Make predictions based on sales averages every few days.

This is what Amazon does in the inventory dashboard, however, if you start doing your own calculations you may find that your predictions are different. This might be a result of how Amazon calculates averages that don’t account for sudden spikes and drops in sales.

It’s best to make several predictions to compare side by side with Amazon’s numbers. Keeping close track of sales averages for your last seven days, two weeks, and last 30 days is a good rule of thumb. Closely monitoring these numbers should enable you to avoid getting caught off guard and going out of stock.

inventory management amazon covid

Plan ahead based on the shipping times 

Timing is everything, especially with unpredictable shipping and loading times. At any given time, you should be aware of how long you will stay in stock for any given SKU, as well as how long it will take to restock, if necessary. For this purpose, you should have a spreadsheet that keeps track of the following data in regards to each of your inventory shipments:

Date of order – The date you have made an order to your supplier

Date of shipping – The date your supplier has finished production and handed of the batch to be shipped

Check in date – The date your inventory has reached your FBA warehouse

Loading date – The date the first items from your batch have become available to be sold

Order quantity – The number of units/items you order to be manufactured

Shipping method – whether the shipment was made by standard/express air or by sea

From this data you can extrapolate the following information:

Manufacturing time
The time it took for your supplier to arrive to the designated FBA warehouse

Shipping time 
The time it took for your shipment to arrive to the designated FBA warehouse

Loading time 
The time it took for your inventory to be available for sale after being checked in


Keeping track of these factors gives you a better idea of how long it takes your manufacturer to produce a certain order size, as well as how long it takes for the inventory to arrive and to load. The duration might differ throughout the year. Tracking as much information as possible enables you to make more confident predictions on the timing of future shipments.

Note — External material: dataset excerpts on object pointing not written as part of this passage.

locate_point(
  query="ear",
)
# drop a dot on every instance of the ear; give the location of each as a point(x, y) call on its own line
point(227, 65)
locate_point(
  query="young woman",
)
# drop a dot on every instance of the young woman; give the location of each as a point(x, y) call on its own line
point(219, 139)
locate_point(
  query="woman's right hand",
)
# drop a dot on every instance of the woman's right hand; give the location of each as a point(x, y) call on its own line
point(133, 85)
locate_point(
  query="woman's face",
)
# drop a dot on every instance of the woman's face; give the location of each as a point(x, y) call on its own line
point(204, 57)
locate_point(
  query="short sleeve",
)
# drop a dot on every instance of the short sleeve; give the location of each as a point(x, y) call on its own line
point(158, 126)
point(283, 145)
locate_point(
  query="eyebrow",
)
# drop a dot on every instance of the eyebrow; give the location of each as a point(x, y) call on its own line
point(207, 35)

Paying attention to important dates and cut offs

While the non-essential items ban was sudden, Amazon usually gives warnings. Most notably, the cut off points for important sales dates such as: Prime day, Black Friday, and holiday seasons. Amazon issues a notice that reads, “if you don’t get your inventory check-in by this date we cannot guarantee that your inventory will be available for sale by this date/season.”

This isn’t strictly relevant to the current situation, but is generally important to keep in mind since it’s something that can impact your calculations if you fail to plan for it. Luckily, these cut off points are fairly predictable, so they shouldn’t blindside you.

Pandemics that force everyone indoors are, fortunately, an uncommon occurrence. Amazon sellers are all too familiar with rapid changes in the market and the need for adaptability. Spending a few minutes each day tracking your numbers will help you thrive during uncertain times. Making informed decisions for your business can be the difference between success and failure.